The Cafeteria Crusader
Alex Castillo was fed up with his school’s lunch options. So he took action!
Enchiladas with oily cheese and flavorless tortillas. Foot-long mystery-meat hot dogs drowned in chili. Lukewarm chicken nuggets. As Alex Castillo stared down at his lunch options at Southwest Academy in San Antonio, Texas, last September, the high school senior felt frustrated. He had spent all summer trying to exercise and eat healthier. How was he supposed to stay on track when his cafeteria offered only greasy entreés and junk food?
Like the 30 million kids nationwide who get school lunches daily, Alex and his classmates were dependent on what the school served. But while many of his peers resorted to filling up on sugary or salty snacks, Alex took action. Over the course of five months, he convinced his school administration to bring a salad bar to campus. How did he make it happen? Read his tips and get inspired!
Work with your school.
When you’re frustrated, you may be tempted to just complain about your lunch on Twitter. But your best bet is to find an ally on the inside. Alex went to his English teacher, Mrs. Fries, who helped him set a realistic goal—the salad bar.
Do your research.
Every state has different school lunch laws, which govern the portion size of specific food groups.Finding your state’s guidelines online can make the entire process easier.
Expect new challenges.
After getting approval for the salad bar, Alex faced another roadblock: A certain number of kids needed to buy salads each day to keep it. So Alex used flyers to spark student interest—and it worked!
Ask for suggestions.
Talking to classmates helped Alex stock the salad bar with ingredients that would make it a success. (For example, they told him to add fresh fruit, like mango.)
• JENNICA NUGENT
The junior won a grant to create a “Wellness Corner” at her Philadelphia high school, which offers healthy breakfast options like fruit and yogurt.

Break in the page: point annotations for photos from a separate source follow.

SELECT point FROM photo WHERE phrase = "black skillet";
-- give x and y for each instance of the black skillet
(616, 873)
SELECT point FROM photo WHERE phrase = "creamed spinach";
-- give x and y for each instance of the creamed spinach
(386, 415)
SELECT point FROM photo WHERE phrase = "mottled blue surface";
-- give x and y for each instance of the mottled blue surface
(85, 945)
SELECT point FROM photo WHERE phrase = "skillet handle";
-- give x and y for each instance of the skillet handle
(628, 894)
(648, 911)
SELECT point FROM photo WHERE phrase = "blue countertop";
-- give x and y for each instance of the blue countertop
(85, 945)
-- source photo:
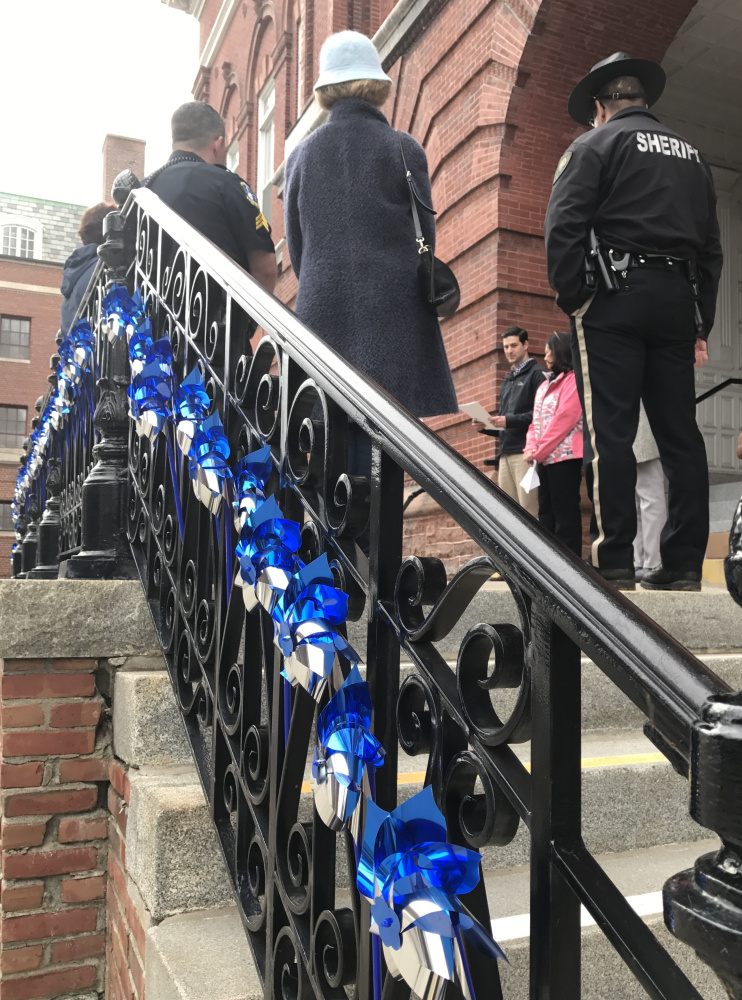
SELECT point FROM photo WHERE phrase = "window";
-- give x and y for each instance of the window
(266, 104)
(6, 521)
(12, 426)
(15, 334)
(233, 156)
(19, 241)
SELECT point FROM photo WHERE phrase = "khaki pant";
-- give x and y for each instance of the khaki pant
(511, 470)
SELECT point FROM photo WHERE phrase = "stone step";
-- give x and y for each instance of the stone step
(640, 876)
(172, 851)
(201, 956)
(705, 620)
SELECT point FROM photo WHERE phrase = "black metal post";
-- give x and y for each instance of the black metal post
(105, 552)
(703, 905)
(47, 550)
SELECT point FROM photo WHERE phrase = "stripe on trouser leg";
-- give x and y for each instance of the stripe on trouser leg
(588, 399)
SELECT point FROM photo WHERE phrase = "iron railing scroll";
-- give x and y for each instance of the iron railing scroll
(232, 651)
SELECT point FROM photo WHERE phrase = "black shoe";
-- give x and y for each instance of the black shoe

Read more about why Jennica wakes up early every morning to make sure her classmates have better breakfasts.
• MARSHALL METRO HIGH
To prove that healthy food can taste good, students came up with a delish dish to be featured in school cafeterias across Chicago!
More details about the Healthy School Campaign's "Cooking Up A Change" competition here!
• ASTEC CHARTER HIGH SCHOOL
Shocked by the trash their school generated, these Oklahoma City students started a recycling initiative in their cafeteria.